7 Things You Can Learn After Business School

Once you have chosen to go to a business school you have a good idea about what you want to do for a living. While one of these educational programs will help teach you how to get into the job field you want and the basic things that you will do when you are there, you will also find that there are some business skills that cannot be taught.

You will just have to pick up these skills on the go. Although, it will help to figure out the things will not learn in business school ahead of time.


The idea of confidence falls into two categories when it comes to working in a business. You must first display confidence in front of your employees to earn their respect, but you must also know how to portray confidence in your ideas and strategies in front of your investors, suppliers, and clients. Otherwise, these people will think it wiser to put their money elsewhere. Since confidence is a facet of personality, it cannot be taught in a classroom. The type of confidence that you will need in business is one that comes with a lot of time and experience. Therefore, you may find that you enter the business world without one of the key attributes. However, you can learn confidence by watching people around you or when you realize just how vital this component is in the world of business.
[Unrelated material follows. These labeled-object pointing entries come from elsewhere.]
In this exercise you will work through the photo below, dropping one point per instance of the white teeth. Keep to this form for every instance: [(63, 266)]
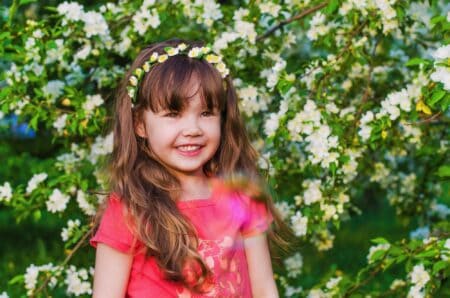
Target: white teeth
[(189, 148)]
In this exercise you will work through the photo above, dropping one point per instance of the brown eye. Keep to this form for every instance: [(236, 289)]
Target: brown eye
[(208, 113), (171, 114)]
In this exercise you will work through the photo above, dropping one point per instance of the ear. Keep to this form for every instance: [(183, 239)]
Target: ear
[(139, 126)]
Learning From Your Mistakes

When faced with a classroom full of people listening to an expert in the field of business, it is natural to think that successful people only get where they are by not making any mistakes. However, when you enter the real world, you will quickly learn that the people who succeed are the ones who make the most mistakes and recover well.

It is no secret that everyone makes mistakes, even when they are outside of the workplace. You will not learn about fixing your mistakes in business school, but this is your chance to learn and gain some experience in the real world. Whenever a mistake occurs be sure to own it. Take a step back and try to think about what you can take away from the unpleasant experience. That way, you can continue to learn and grow long after your time in school.

Hiring Employees

Your teachers at business school may be able to give you some funny anecdotes about the hiring process, but there is never enough time to explain how the employment system in business works. You cannot teach young people about a gut feeling after all.
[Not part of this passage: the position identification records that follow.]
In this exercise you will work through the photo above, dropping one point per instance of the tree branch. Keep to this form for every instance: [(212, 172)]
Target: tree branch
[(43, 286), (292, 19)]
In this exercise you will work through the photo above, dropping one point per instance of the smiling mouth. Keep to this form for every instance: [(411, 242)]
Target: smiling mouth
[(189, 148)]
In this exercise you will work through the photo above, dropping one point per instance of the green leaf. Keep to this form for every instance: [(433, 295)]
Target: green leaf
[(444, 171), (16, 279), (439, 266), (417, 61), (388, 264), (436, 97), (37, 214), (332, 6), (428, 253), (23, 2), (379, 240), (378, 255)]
Unfortunately, that is one of the major parts of hiring employees. You can be taught how to correctly analyze candidate resumes and ask the right questions, but bringing the right staff members on board relies heavily on your intuition. Again, this intuition is something that will come with time, and hiring the wrong employee can always serve as a mistake that you can learn from. Therefore, you shouldn’t feel too much pressure about learning about the hiring process.

Tech Skills

Anyone that makes it as far as a business school is likely to have received some basic IT training at school. Unfortunately, basic tech skills will only get you so far in business. The business world is more than just compiling databases and writing Word documents.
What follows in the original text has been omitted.